Bild: Engagierte Kapitalismuskritikerin: Naomi Klein.
LEIPZIG taz | Manchmal jubeln auch Wachstumsgegner über Wachstum: 3.000
Teilnehmer beim 4. Internationalen „degrowth“-Kongress sind neuer Rekord.
Die „politische Suchbewegung nach einem guten Leben für alle“ trifft sich
vier Tage lang an der Universität Leipzig, um ihre Zweifel an den
Heilsversprechen des Wachstums in „mutige Visionen“ zu transformieren, wie
Kongressorganisator Daniel Constein am Eröffnungsabend sagte.

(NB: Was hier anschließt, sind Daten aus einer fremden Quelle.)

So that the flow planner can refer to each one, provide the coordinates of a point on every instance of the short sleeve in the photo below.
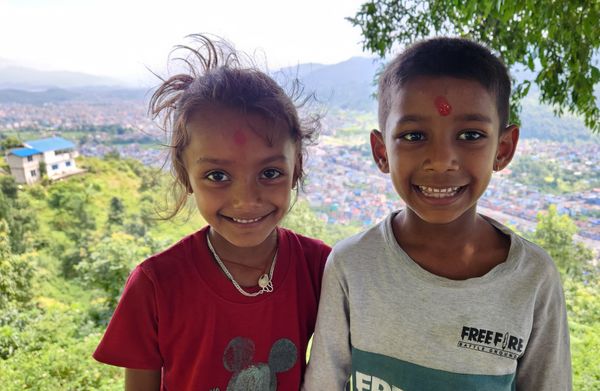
(131, 339)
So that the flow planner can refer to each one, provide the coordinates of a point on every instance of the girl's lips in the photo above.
(440, 192)
(246, 220)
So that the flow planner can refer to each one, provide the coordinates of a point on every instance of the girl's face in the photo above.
(241, 181)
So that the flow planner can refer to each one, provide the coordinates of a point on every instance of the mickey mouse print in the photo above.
(248, 375)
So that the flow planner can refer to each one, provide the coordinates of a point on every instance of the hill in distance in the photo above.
(24, 78)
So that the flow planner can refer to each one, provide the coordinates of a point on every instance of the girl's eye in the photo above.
(413, 136)
(271, 173)
(470, 135)
(217, 176)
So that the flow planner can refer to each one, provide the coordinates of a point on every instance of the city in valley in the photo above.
(343, 185)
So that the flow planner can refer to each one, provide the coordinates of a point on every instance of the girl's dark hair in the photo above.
(216, 74)
(444, 56)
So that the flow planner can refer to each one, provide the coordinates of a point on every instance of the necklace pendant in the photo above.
(264, 280)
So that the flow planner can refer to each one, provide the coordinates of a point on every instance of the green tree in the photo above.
(556, 39)
(110, 262)
(116, 212)
(18, 214)
(73, 216)
(9, 142)
(554, 233)
(15, 273)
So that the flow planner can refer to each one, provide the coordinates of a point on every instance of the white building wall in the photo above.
(60, 165)
(23, 170)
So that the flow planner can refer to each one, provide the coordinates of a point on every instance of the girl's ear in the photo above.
(507, 145)
(379, 152)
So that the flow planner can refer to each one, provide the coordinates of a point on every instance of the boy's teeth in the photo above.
(245, 221)
(439, 192)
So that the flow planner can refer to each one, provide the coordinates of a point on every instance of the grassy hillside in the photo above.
(78, 239)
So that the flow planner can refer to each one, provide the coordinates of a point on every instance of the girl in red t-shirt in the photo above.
(232, 306)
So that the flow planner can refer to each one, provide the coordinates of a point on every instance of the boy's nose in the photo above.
(441, 157)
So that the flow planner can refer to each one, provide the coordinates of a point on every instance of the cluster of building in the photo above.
(343, 184)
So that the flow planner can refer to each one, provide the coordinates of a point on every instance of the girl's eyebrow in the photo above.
(224, 162)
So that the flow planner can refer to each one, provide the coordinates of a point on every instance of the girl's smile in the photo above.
(440, 145)
(241, 171)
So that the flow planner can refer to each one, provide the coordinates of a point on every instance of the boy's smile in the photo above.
(241, 170)
(440, 145)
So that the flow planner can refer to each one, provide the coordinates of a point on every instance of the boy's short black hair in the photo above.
(444, 56)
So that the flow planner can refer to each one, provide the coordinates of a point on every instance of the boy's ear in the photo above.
(507, 145)
(379, 152)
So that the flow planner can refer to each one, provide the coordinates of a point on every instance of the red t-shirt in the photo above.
(181, 314)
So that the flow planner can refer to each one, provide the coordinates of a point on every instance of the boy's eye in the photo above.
(271, 173)
(217, 176)
(413, 136)
(470, 135)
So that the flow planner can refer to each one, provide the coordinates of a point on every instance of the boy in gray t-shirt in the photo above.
(438, 297)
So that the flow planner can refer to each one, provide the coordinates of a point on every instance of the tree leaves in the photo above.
(562, 35)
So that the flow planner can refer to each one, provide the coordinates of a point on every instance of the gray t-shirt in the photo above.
(396, 327)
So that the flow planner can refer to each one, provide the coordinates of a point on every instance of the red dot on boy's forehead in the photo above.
(442, 105)
(239, 138)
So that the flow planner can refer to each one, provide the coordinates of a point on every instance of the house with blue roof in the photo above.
(54, 155)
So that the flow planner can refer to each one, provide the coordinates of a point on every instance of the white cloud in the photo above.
(120, 37)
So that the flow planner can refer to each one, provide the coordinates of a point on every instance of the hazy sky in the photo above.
(119, 37)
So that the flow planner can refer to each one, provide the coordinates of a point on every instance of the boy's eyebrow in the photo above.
(474, 117)
(224, 162)
(409, 118)
(462, 117)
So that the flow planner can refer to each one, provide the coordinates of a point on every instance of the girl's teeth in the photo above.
(245, 221)
(439, 192)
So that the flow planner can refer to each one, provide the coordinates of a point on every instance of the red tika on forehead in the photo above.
(442, 105)
(239, 138)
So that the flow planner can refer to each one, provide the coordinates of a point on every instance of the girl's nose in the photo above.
(245, 193)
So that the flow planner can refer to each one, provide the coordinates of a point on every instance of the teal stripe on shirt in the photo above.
(376, 372)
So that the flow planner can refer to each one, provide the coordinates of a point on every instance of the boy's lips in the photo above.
(439, 192)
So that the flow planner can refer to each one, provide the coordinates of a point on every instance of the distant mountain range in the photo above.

Zum Auftakt sprachen vor allem Naomi Klein und Alberto Acosta – zwei
Vorzeigeaktivisten der Antiwachstumsbewegung. Beide machten als Anheizer
mit Wasserfallrhetorik und temperamentvoller Attacke gegen Kapitalismus,
Patriarchat, Klimakollaps und „Extraktivismus“ (rücksichtsloser
Ressourcenabbau) bella figura, vermittelten aber keine konkreten
politischen Ansatzpunkte für eine Bewegung, die immer noch relativ
ungerichtet nach einem Notausgang aus dem Kapitalismus sucht.
Im vollgestopften Audimax der Hochschule saß die Generation 18 plus, die
sich von den endlosen utopischen Forderungskatalogen der Referenten nicht
entmutigen ließ, sondern heftig applaudierte. Das antikapitalistische
Potpourri reichte von der Ausbeutung des weiblichen Proletariats in
Bangladesch bis zur geistigen Monokultur an unseren Universitäten.
Acosta, Ökonom und Exminister Ecuadors, konzentrierte sich zunächst auf die
eigentliche Wachstumsfrage. In vielen Ländern des Südens habe selbst
kräftiges Wirtschaftswachstum die Lage nicht gebessert; Hunger, Armut und
Ungerechtigkeit seien mitgewachsen. In den USA zeige das Glücksbarometer
mit steigenden Einkommen stramm nach unten.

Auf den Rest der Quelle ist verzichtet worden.